Coming into Sunday’s game, an improvement on the defensive end was the key element to securing a win for Oregon, complementing the 3rd-highest scoring offense in the nation.
However, that wasn’t the case.
The defense forced 20 turnovers against their instate rivals, but offense was scarce for the Ducks. They shot just 38% from the field, and a mere 4-of-19 from behind the arc, resulting in a 80-72 loss. Jason Calliste added 17 points off the bench to lead Oregon in scoring.
Leading scorers Mike Moser and Joseph Young combined for an average of 33.4 points coming into the game, but were shut down by the Oregon State defense; the two combined for just 13 points on 5-of-24 from the field.

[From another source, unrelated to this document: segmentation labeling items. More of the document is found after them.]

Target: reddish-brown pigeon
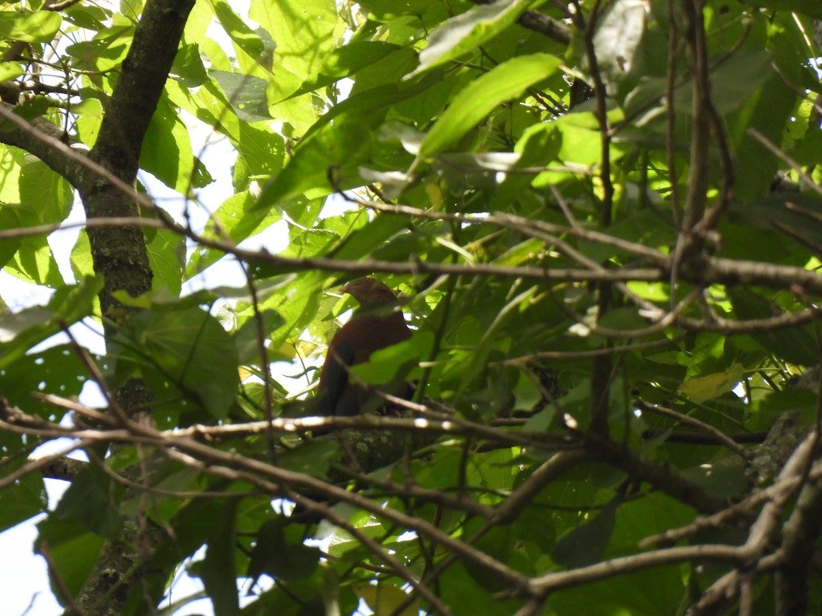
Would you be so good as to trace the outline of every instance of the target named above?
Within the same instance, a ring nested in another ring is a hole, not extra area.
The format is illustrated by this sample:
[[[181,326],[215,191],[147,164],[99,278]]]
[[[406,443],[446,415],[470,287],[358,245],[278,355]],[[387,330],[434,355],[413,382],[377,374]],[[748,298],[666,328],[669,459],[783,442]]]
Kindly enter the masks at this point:
[[[361,307],[334,335],[328,347],[317,389],[318,414],[326,416],[358,415],[373,395],[374,387],[352,382],[348,368],[367,361],[375,351],[411,338],[402,311],[379,310],[381,304],[396,301],[394,292],[379,280],[358,278],[339,290],[350,293]],[[408,386],[404,384],[392,393],[405,396],[407,392]],[[374,403],[373,407],[376,410],[379,405]]]

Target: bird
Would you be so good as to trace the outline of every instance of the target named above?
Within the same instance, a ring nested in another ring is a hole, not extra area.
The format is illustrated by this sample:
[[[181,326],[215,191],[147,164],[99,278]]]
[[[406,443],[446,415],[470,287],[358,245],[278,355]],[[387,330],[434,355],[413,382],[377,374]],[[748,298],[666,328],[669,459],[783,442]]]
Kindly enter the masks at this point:
[[[349,369],[367,362],[375,351],[411,338],[401,310],[380,310],[397,299],[383,283],[371,278],[358,278],[339,291],[351,295],[360,308],[329,344],[317,387],[318,414],[324,416],[352,416],[369,408],[369,398],[376,387],[352,382]],[[404,384],[392,393],[407,397],[409,388]]]

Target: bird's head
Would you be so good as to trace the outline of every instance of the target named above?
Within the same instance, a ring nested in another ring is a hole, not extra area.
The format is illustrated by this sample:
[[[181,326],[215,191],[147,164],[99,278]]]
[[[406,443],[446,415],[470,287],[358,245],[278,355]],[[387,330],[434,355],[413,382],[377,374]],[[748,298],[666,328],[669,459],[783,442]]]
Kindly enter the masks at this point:
[[[374,278],[357,278],[340,287],[341,293],[349,293],[360,306],[390,304],[396,300],[394,292]]]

The Ducks struggled to move the ball around, and there was no team play in their offensive attack. Just six of Oregon’s 25 made shots were assisted, compared to their usual 15.5 per game, which ranks 36th in the nation.
Give credit to Oregon State’s defensive effort, which forced 11 turnovers and blocked nine shots against the Ducks.

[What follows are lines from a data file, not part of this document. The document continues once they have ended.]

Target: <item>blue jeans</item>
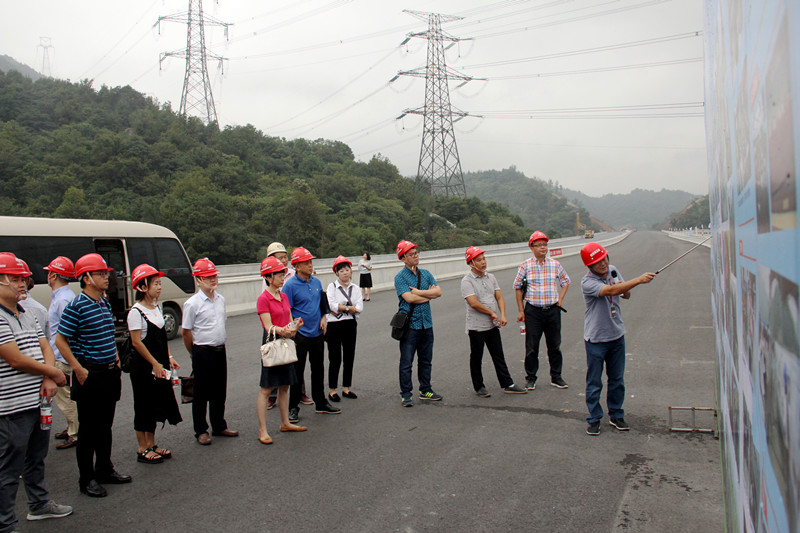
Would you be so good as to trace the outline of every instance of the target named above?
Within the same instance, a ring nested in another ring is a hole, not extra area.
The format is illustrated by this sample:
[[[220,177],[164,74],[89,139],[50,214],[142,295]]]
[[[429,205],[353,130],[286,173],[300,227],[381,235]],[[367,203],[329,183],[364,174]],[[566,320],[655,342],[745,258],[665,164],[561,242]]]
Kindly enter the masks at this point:
[[[417,354],[417,378],[420,392],[431,390],[431,368],[433,367],[433,328],[409,329],[406,338],[400,341],[400,394],[411,396],[414,383],[411,369],[414,353]]]
[[[80,442],[80,441],[78,441]],[[19,478],[33,511],[50,501],[44,485],[44,458],[50,430],[39,427],[39,410],[0,416],[0,531],[16,530],[14,512]]]
[[[603,365],[608,376],[606,403],[611,418],[622,418],[625,411],[625,336],[609,342],[583,341],[586,346],[586,407],[590,424],[603,418],[600,393],[603,391]]]

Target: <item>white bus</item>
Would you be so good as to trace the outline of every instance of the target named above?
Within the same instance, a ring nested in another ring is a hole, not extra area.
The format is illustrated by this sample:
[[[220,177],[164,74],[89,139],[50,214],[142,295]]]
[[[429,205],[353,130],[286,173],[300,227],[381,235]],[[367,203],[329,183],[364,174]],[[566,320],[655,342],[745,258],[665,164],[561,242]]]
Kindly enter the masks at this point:
[[[180,331],[183,303],[195,291],[192,267],[186,251],[173,232],[145,222],[78,220],[0,216],[0,252],[13,252],[25,260],[36,286],[31,296],[47,307],[50,287],[43,268],[59,255],[77,261],[97,252],[113,268],[108,299],[120,334],[127,331],[126,317],[134,304],[131,271],[148,263],[166,275],[162,279],[160,302],[164,309],[167,337]],[[77,282],[71,284],[78,294]]]

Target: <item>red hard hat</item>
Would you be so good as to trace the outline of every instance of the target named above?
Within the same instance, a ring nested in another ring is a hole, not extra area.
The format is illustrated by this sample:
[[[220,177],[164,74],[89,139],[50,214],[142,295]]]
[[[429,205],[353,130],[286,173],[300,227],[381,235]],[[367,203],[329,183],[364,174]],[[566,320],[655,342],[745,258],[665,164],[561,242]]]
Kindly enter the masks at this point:
[[[139,282],[145,278],[149,278],[150,276],[158,276],[160,278],[163,275],[163,272],[159,272],[155,268],[145,263],[133,269],[133,273],[131,274],[131,285],[136,288],[136,286],[139,285]]]
[[[469,264],[470,261],[472,261],[473,259],[475,259],[476,257],[478,257],[483,253],[486,252],[484,252],[477,246],[470,246],[469,248],[467,248],[467,251],[464,252],[464,258],[467,260],[467,264]]]
[[[261,261],[261,275],[274,274],[275,272],[282,272],[286,267],[277,257],[269,256]]]
[[[531,238],[528,239],[528,246],[530,246],[534,242],[542,240],[542,239],[544,239],[545,241],[549,241],[550,240],[550,239],[547,238],[547,235],[545,235],[541,231],[534,231],[533,233],[531,233]]]
[[[397,243],[397,258],[402,259],[406,252],[411,250],[412,248],[416,248],[417,245],[411,241],[400,241]]]
[[[86,254],[75,262],[75,277],[80,278],[87,272],[110,272],[106,260],[100,254]]]
[[[11,252],[0,253],[0,274],[24,276],[26,278],[33,275],[25,261],[19,259]]]
[[[204,257],[195,261],[192,267],[192,276],[196,278],[210,278],[211,276],[219,276],[219,270],[211,262],[211,259]]]
[[[333,261],[333,273],[336,273],[336,267],[341,265],[342,263],[346,265],[350,265],[350,268],[353,268],[353,263],[343,255],[340,255]]]
[[[44,267],[44,270],[49,270],[50,272],[58,274],[59,276],[64,276],[65,278],[75,277],[75,263],[63,255],[59,255],[50,261],[50,264]]]
[[[303,248],[302,246],[298,246],[294,250],[292,250],[292,257],[289,259],[289,262],[292,264],[295,263],[304,263],[306,261],[311,261],[312,259],[316,259],[311,252]]]
[[[596,242],[590,242],[581,248],[581,259],[586,266],[599,263],[607,255],[608,251]]]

As it stands, Oregon has 13 games left on the schedule, holding a 13-4 record, while 1-4 in Pac-12 play. They’re near the bottom of the conference standings, but they still have time to turn things around, being just four games behind No. 1 Arizona and California.
If you take the positive view, the Ducks still have two games against the Arizona Wildcats, in which they can swing the momentum back to their side – if they can upset the nation’s best — twice. The loss to Cal on the other hand remains a scar, as the Golden Bears 96-83 defeat over Oregon Jan. 9, is the only time the two teams meet this year.
The stretch will not be easy, but there is still hope if Oregon can play to the ability they are capable of. In the games remaining, five of the seven teams have a record of .500 or lower in conference play — all but two, Washington State and USC, have more than 10 victories this season. This shows just how tough it is to win on the road in this competitive conference, but it is something the Ducks have to be able to deal with.
Despite the downfall, Oregon is still valued in the top 25 teams in the country in both the RPI and BPI rankings, and projected a No. 6 seed in the NCAA tournament by ESPN’s Joe Lunardi.
So the mid-season skid has really degraded their Pac-12 title hopes but a good seed in March is still feasible, though the Ducks must start winning – and fast. Their next matchup is Thursday, Jan. 23rd, in Seattle, where they take on the Washington Huskies (11-8, 3-3), in what I consider a must-win game for Oregon.